Originally Posted by llasram

Actually, I take it back. The Mobiperl 'mobi2html' errors with the Mobipocket book I've generated appear to be errors with Mobiperl's handling of UTF-8 encoded books. With UTF-8 encoding, each text record is followed by 0 or more "overlapping" bytes finishing the current multibyte character, plus an 8-bit integer count of the overlapping bytes as an additional byte. These additional bytes are not counted as part of the content length for the purposes of computing the "filepos" of link targets.

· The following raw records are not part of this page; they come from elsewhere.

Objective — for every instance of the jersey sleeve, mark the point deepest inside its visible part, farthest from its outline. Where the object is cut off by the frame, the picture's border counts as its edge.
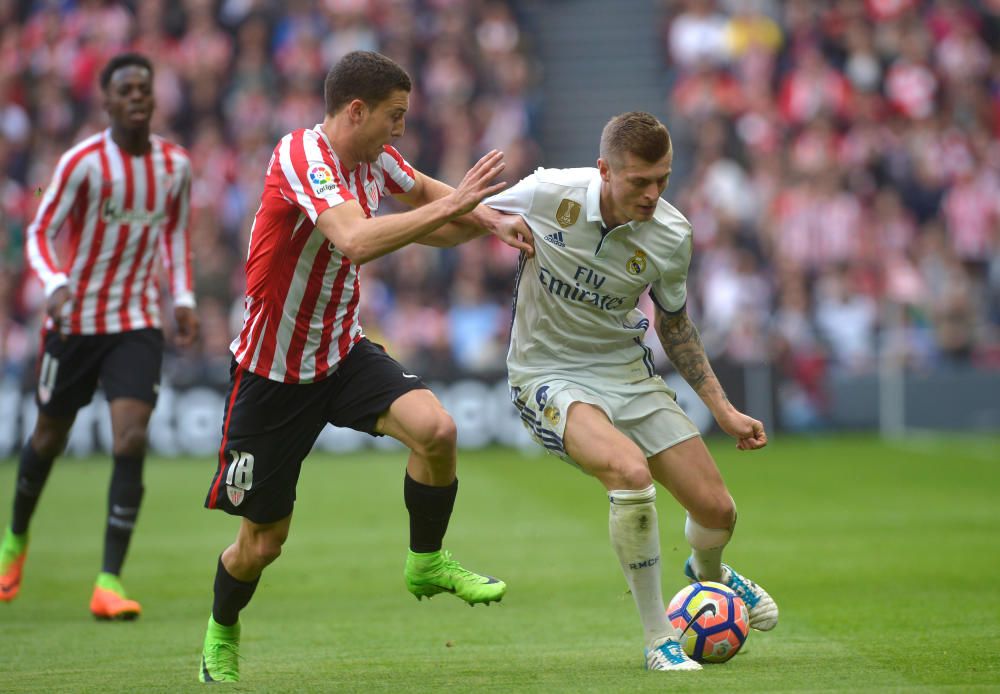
(399, 175)
(517, 199)
(306, 178)
(60, 197)
(176, 239)
(669, 292)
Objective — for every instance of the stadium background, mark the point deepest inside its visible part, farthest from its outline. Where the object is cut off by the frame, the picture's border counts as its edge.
(837, 159)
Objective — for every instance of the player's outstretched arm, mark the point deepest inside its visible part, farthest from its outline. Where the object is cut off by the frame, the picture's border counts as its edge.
(683, 345)
(482, 220)
(363, 239)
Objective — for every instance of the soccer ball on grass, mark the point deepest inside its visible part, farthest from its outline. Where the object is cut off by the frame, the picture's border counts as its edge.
(714, 621)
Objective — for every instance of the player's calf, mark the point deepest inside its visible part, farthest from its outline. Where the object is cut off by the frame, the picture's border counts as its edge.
(761, 606)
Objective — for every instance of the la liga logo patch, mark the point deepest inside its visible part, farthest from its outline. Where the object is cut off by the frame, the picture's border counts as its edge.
(321, 179)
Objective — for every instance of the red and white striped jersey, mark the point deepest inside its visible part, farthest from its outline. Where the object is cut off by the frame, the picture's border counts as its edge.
(301, 306)
(122, 212)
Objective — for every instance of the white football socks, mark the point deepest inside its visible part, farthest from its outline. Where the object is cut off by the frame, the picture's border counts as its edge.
(635, 537)
(706, 548)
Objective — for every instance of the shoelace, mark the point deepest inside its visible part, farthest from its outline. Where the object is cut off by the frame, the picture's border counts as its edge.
(669, 653)
(745, 588)
(223, 658)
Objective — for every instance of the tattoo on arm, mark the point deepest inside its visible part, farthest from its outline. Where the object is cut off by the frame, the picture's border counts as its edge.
(682, 343)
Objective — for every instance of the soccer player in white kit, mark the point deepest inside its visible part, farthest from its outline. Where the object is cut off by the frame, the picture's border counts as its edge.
(584, 382)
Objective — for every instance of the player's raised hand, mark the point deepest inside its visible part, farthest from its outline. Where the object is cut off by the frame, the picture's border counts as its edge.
(476, 184)
(515, 232)
(187, 326)
(748, 432)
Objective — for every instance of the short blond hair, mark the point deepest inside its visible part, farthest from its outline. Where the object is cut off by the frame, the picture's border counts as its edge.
(635, 132)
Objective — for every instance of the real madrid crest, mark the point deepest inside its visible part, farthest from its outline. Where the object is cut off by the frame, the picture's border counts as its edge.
(636, 265)
(568, 213)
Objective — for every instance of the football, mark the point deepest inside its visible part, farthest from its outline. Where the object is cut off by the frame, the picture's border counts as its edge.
(712, 619)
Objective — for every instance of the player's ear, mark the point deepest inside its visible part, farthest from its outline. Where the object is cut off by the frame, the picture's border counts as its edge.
(357, 110)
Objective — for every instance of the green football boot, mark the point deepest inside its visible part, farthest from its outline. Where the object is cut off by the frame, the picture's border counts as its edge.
(220, 657)
(428, 574)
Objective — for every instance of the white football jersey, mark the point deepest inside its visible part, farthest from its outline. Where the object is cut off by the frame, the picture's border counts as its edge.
(575, 301)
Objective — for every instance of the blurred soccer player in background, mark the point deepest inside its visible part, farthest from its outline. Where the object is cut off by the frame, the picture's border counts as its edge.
(302, 361)
(125, 196)
(583, 380)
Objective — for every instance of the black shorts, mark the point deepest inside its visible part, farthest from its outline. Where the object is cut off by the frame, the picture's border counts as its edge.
(127, 365)
(269, 427)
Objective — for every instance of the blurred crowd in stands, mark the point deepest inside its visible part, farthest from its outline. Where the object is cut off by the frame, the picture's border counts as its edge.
(839, 160)
(843, 163)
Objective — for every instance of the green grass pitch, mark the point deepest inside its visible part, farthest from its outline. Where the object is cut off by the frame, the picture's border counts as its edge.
(883, 558)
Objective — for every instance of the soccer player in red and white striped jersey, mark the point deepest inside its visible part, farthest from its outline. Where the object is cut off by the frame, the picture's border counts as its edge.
(301, 360)
(122, 195)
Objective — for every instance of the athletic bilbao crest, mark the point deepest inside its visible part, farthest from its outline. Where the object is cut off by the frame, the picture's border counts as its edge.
(568, 213)
(235, 495)
(47, 377)
(321, 179)
(239, 476)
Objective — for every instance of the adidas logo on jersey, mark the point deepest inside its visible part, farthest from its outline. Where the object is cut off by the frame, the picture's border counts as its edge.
(556, 239)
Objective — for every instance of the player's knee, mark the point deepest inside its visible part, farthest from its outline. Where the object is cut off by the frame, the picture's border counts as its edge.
(49, 443)
(265, 548)
(130, 442)
(439, 437)
(718, 512)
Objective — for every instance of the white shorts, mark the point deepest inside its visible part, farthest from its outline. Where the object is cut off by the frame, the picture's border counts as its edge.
(647, 412)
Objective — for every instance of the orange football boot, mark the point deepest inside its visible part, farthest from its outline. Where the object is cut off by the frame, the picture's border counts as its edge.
(109, 601)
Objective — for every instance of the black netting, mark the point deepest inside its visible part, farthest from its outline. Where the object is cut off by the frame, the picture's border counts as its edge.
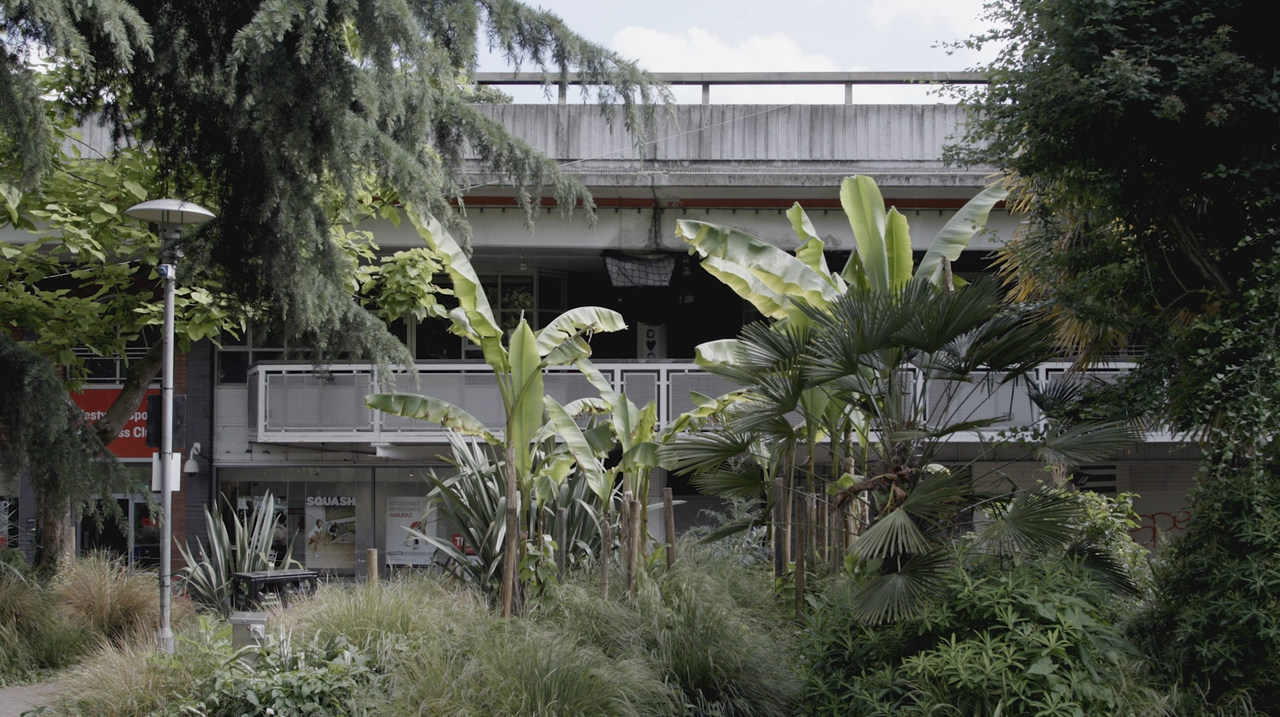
(631, 270)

*Thank you* for finally confirming my suspision that the byte count to the filepos/link is "off" in mobi2html (and consequently in Mobi2IMP). I've had to sometimes add upto 200 extra bytes to find the "anchor" tag the filepos was referring to in my conversions from .prc to .imp. I had no idea why I had to do this and never would have thought the UTF-8 decoding could have precipitated this, but it does make awful good sense to me now that you mentioned this!

My Mobi2IMP solution (which was a brute force naive approach) was to scan forward in the uncompressed text (html) from the stated filepos position and look for the first '<' to plop the anchor (for that filepos)! 99% of the times it worked, but it was not elegant nor foolproof!